We say yes to unwise things because we are afraid to say no. We do things simply because we are terrified of being out of step with the crowd. We sacrifice health, relationships with people and God, peace of mind, and even our futures based on this pressure we feel to perform in the ways others want to avoid feeling shame.
Paul is telling us we need boundaries and gives us the boundary basic: Don’t be squeezed by the world around you – no matter who they are and how much you love them – by copying the life and decisions of someone who is not you. Let God guide the way you think by helping you grow into yourself – the new person, exactly who you are meant to be. When you change the way you think and make choices according to God’s wisdom for you, you will be living out God’s perfect and pleasing will for you. Your life will please God and you.
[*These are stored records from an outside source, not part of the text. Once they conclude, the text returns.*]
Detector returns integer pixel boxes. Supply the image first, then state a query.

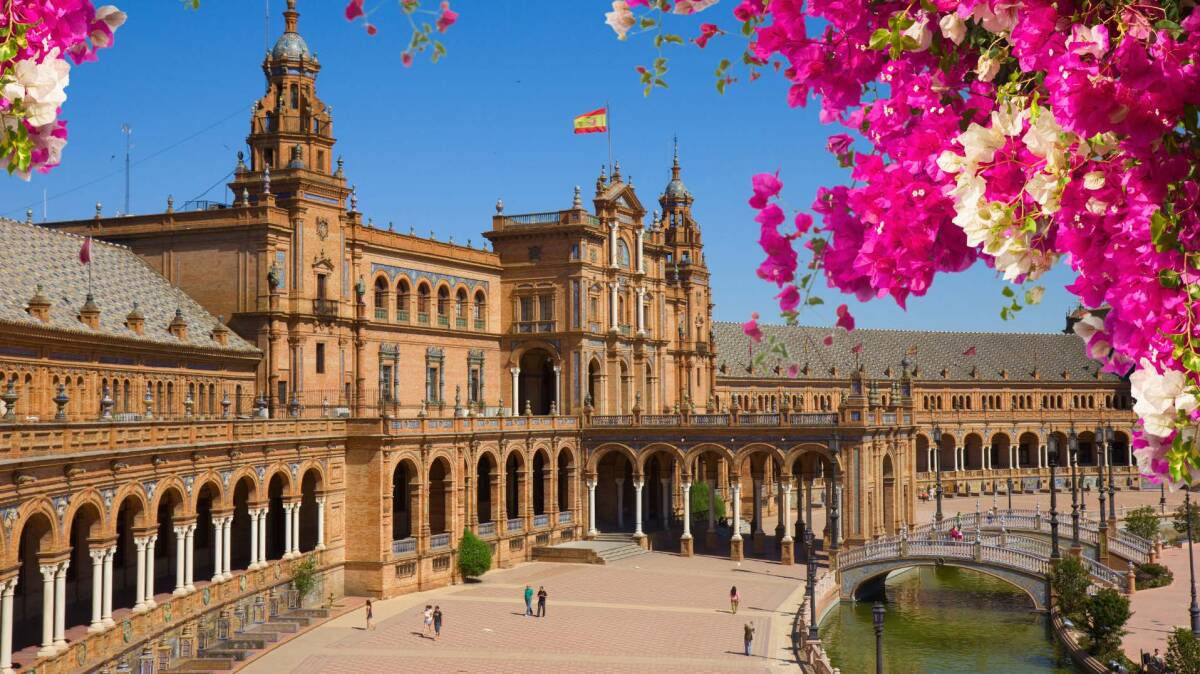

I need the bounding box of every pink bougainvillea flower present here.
[750,171,784,210]
[692,24,725,49]
[834,305,854,332]
[742,312,762,344]
[437,0,458,32]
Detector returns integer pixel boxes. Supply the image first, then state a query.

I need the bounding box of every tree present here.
[1084,588,1133,660]
[1126,506,1159,541]
[458,529,492,578]
[1166,627,1200,674]
[1171,503,1200,536]
[690,482,725,520]
[1050,555,1092,622]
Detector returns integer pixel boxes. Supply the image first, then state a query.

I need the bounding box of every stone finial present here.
[79,293,100,330]
[167,308,187,342]
[25,283,50,323]
[212,315,229,347]
[125,302,146,335]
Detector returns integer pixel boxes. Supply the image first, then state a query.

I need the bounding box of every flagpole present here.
[604,101,612,175]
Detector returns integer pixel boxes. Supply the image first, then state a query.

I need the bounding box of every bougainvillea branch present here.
[614,0,1200,485]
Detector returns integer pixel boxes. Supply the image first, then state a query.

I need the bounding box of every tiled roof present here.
[713,323,1114,381]
[0,218,258,353]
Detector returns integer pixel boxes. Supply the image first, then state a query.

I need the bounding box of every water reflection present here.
[821,566,1078,674]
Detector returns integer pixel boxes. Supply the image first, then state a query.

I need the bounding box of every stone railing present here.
[391,536,416,555]
[0,419,346,459]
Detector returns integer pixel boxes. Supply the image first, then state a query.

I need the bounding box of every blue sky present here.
[0,0,1074,331]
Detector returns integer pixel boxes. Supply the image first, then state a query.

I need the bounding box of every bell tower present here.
[246,0,335,175]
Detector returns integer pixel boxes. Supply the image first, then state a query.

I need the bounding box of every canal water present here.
[821,566,1079,674]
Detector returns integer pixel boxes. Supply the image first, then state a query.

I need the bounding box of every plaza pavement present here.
[242,553,804,674]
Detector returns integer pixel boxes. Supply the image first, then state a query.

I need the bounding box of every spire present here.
[283,0,300,32]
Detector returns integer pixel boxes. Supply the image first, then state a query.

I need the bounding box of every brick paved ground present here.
[244,553,804,674]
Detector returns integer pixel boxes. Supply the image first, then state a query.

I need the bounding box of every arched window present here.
[472,290,487,330]
[617,239,631,269]
[396,277,409,320]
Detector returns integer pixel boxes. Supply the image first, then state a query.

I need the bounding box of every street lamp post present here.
[934,426,942,531]
[1096,427,1111,529]
[871,602,884,674]
[1183,486,1200,637]
[1067,428,1079,548]
[804,529,821,642]
[1046,435,1062,561]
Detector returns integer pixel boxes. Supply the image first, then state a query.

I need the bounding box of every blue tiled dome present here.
[271,32,312,59]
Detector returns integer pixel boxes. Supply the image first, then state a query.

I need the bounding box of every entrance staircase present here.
[533,532,647,564]
[164,608,330,674]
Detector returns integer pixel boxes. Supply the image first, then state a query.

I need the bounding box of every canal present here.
[821,566,1078,674]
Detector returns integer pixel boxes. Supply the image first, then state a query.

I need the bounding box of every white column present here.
[730,480,742,541]
[250,507,262,570]
[782,482,792,543]
[54,560,71,652]
[0,576,18,674]
[554,365,566,415]
[588,480,599,536]
[88,548,107,634]
[212,517,224,583]
[752,480,763,536]
[258,507,270,567]
[634,479,646,536]
[317,496,326,550]
[613,477,625,530]
[608,219,617,266]
[184,522,196,592]
[100,546,116,630]
[37,564,59,657]
[145,534,158,610]
[637,288,646,336]
[686,477,691,538]
[637,224,646,268]
[283,504,295,559]
[509,367,521,416]
[170,524,187,597]
[221,514,233,580]
[133,536,148,613]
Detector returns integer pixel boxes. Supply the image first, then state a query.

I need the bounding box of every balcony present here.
[391,536,416,556]
[312,297,337,318]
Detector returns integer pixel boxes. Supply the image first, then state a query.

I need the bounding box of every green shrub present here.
[1126,506,1158,541]
[1084,588,1133,662]
[458,529,492,578]
[1050,555,1092,622]
[690,482,725,522]
[1166,627,1200,674]
[1171,503,1200,537]
[1135,564,1175,590]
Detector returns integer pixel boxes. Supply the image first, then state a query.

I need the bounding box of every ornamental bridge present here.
[838,511,1151,610]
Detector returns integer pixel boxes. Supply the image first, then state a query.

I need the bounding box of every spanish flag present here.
[575,108,608,133]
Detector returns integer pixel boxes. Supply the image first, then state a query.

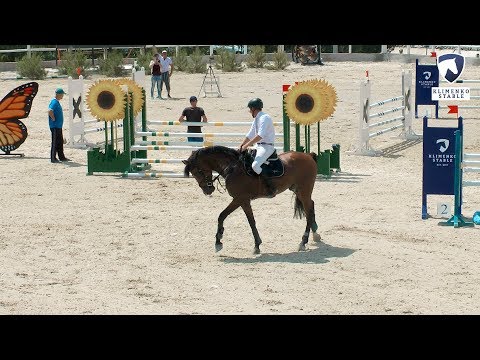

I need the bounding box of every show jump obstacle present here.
[282,80,340,176]
[87,70,340,178]
[347,71,420,156]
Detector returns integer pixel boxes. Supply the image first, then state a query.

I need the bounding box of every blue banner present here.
[422,117,463,219]
[415,59,439,118]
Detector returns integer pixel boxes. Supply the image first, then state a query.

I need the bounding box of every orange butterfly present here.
[0,82,38,154]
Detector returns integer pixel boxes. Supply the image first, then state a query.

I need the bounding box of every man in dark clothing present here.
[48,88,70,163]
[178,96,208,142]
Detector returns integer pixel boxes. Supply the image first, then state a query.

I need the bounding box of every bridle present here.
[196,167,214,187]
[196,164,236,193]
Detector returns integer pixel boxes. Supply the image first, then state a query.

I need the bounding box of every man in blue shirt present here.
[48,88,70,163]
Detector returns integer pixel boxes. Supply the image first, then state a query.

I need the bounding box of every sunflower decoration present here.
[115,78,145,117]
[285,80,337,125]
[86,80,125,121]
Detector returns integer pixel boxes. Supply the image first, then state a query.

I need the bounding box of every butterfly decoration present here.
[0,82,38,154]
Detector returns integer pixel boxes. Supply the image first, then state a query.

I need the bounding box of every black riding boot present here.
[260,174,277,197]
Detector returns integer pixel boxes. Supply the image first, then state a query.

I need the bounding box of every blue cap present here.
[472,211,480,225]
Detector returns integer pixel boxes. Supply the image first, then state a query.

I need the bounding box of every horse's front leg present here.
[242,200,262,254]
[215,199,240,251]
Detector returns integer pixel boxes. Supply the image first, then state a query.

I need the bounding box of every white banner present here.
[432,87,470,100]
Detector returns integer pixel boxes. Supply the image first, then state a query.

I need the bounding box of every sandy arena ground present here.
[0,57,480,315]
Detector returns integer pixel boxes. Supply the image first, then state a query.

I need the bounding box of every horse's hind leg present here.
[297,193,318,251]
[215,199,240,251]
[310,200,322,242]
[242,201,262,254]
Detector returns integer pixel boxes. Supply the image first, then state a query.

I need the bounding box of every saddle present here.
[240,149,285,177]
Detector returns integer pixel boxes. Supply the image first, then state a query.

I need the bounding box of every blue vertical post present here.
[440,129,474,227]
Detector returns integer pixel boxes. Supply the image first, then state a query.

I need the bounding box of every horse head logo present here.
[437,139,450,153]
[437,54,465,83]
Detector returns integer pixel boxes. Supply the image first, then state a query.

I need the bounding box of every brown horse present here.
[183,146,321,254]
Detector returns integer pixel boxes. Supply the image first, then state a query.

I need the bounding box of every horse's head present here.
[182,154,215,195]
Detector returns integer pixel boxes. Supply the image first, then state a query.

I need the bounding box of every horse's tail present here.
[293,195,305,219]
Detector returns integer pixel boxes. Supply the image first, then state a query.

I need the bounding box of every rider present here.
[240,98,276,196]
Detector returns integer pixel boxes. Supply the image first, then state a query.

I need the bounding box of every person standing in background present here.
[178,96,208,142]
[160,50,173,99]
[48,88,70,163]
[149,53,162,99]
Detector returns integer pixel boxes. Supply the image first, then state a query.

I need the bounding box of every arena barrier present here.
[347,71,420,156]
[66,69,145,149]
[440,129,480,227]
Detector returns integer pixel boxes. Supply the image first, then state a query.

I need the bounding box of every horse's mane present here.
[184,145,240,177]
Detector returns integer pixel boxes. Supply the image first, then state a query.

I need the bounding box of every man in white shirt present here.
[240,98,276,196]
[160,50,173,99]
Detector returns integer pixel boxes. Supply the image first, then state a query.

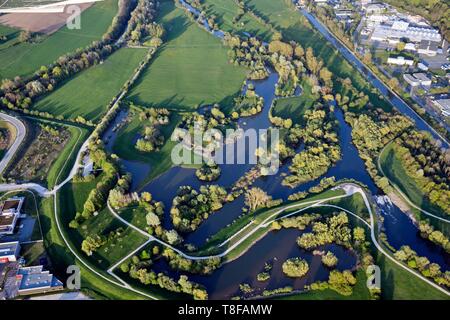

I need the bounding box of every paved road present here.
[0,112,27,174]
[299,9,450,148]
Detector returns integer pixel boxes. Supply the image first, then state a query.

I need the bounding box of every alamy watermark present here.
[171,123,280,175]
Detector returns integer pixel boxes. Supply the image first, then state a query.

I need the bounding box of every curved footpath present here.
[108,184,450,297]
[0,112,27,174]
[377,141,450,223]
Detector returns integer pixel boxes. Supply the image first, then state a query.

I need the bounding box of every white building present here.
[417,41,438,57]
[387,56,414,66]
[433,99,450,117]
[403,73,431,87]
[371,20,442,44]
[363,3,388,14]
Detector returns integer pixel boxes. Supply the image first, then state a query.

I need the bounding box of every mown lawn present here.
[0,0,118,79]
[40,197,149,300]
[58,177,147,270]
[203,0,273,41]
[271,81,319,124]
[128,2,246,110]
[33,48,147,122]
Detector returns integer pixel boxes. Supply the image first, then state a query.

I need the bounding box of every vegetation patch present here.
[33,48,147,122]
[125,2,246,110]
[0,0,118,80]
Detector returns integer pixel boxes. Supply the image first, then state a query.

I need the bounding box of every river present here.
[100,0,450,299]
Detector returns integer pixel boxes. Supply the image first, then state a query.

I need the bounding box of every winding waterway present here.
[101,0,450,299]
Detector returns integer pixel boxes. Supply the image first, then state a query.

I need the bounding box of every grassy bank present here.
[0,0,118,79]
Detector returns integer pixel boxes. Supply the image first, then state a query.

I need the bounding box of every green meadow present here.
[271,81,319,124]
[0,0,118,79]
[33,48,147,122]
[203,0,273,41]
[128,2,246,110]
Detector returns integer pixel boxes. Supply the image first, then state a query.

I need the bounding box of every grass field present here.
[380,143,443,215]
[40,198,151,300]
[0,0,118,79]
[59,178,147,270]
[113,107,181,188]
[128,2,246,110]
[33,48,147,122]
[203,0,273,41]
[271,81,319,124]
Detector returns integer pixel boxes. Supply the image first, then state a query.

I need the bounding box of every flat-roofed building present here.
[387,56,414,66]
[17,266,64,295]
[403,73,431,87]
[370,20,442,44]
[433,98,450,117]
[0,241,20,264]
[417,40,439,57]
[0,197,24,236]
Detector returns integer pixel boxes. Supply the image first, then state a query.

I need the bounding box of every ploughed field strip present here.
[0,0,118,79]
[0,0,450,300]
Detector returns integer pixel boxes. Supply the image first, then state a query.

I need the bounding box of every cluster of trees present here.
[178,104,231,136]
[108,174,133,209]
[321,251,338,268]
[81,235,106,256]
[231,83,264,119]
[69,141,118,229]
[282,106,341,188]
[396,130,450,214]
[170,185,227,232]
[256,262,273,282]
[162,248,221,275]
[297,212,352,250]
[135,108,170,152]
[125,247,208,300]
[0,2,139,121]
[282,257,309,278]
[195,163,220,182]
[419,221,450,253]
[128,0,164,47]
[394,246,450,288]
[223,33,269,80]
[345,109,412,194]
[245,187,272,212]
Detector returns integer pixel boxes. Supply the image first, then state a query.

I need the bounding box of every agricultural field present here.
[271,81,319,123]
[128,2,246,110]
[0,0,118,79]
[0,121,16,159]
[33,48,147,122]
[113,109,181,185]
[203,0,273,41]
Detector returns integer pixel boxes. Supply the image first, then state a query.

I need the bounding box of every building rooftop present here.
[0,241,20,257]
[17,266,63,291]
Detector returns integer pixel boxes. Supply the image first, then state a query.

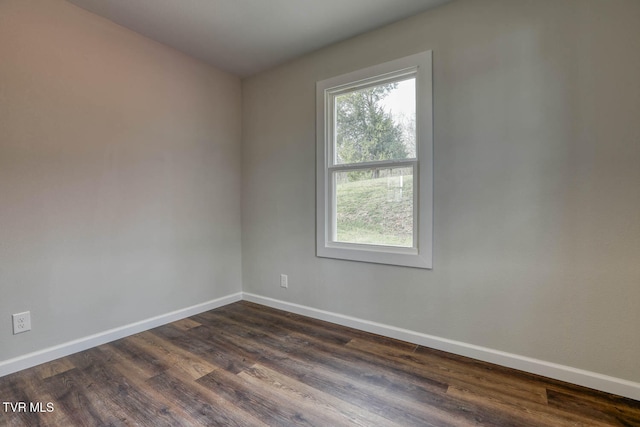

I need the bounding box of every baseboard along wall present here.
[0,292,242,377]
[0,292,640,400]
[242,292,640,400]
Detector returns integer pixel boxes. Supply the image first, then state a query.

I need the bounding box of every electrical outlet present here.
[12,311,31,335]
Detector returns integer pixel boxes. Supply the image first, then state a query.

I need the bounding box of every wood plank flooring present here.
[0,302,640,427]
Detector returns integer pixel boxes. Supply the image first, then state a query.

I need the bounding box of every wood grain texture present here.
[0,301,640,427]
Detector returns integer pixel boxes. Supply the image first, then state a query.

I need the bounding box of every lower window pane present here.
[334,167,414,247]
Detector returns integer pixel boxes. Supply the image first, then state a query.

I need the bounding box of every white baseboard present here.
[0,292,242,377]
[242,292,640,400]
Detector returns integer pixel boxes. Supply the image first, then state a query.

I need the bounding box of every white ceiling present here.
[69,0,449,77]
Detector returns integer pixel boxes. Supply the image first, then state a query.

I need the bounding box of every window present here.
[316,51,433,268]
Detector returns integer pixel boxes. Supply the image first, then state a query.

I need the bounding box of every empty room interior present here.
[0,0,640,427]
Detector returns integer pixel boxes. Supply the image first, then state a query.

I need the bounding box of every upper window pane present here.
[334,77,416,164]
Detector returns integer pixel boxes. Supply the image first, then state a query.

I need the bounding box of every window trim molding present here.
[316,51,433,269]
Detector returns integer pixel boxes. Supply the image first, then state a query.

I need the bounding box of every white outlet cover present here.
[11,311,31,335]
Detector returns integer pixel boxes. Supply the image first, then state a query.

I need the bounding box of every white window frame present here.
[316,51,433,269]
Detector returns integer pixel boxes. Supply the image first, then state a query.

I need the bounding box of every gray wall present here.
[0,0,241,361]
[242,0,640,381]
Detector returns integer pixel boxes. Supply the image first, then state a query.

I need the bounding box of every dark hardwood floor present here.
[0,302,640,427]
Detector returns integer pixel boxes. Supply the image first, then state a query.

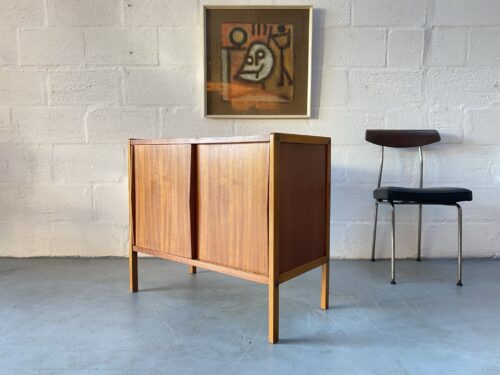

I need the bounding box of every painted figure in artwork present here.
[221,23,294,104]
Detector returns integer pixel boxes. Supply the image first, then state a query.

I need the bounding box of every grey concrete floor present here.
[0,258,500,375]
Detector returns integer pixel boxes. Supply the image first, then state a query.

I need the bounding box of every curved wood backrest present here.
[365,129,441,148]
Dr. Henry Cloud and Dr. John Townsend have written classics on boundaries, and they tell us that boundaries show me where I end and someone else begins. This knowledge gives me ownership and freedom because I know where my responsibility begins and ends. Limits and boundaries are often interpreted negatively, but they truly are the only way to the freedom of a non-anxious life for you and others. The truth is, some people won’t agree with or like the wise boundaries you set, but you can never have the reward of a healthy life and healthy relationships as long as you are always letting people squeeze you into their mold.
Non-anxious people live within their personal, God-guided boundaries allowing others to do the same. Knowing who you are, what you need, and what you can and cannot give is a gift to all. It gives you freedom, margin, and space to make a positive difference for yourself and others.
- Take a look at the major stressors in your life. What are the wise and kind boundaries you must implement for change?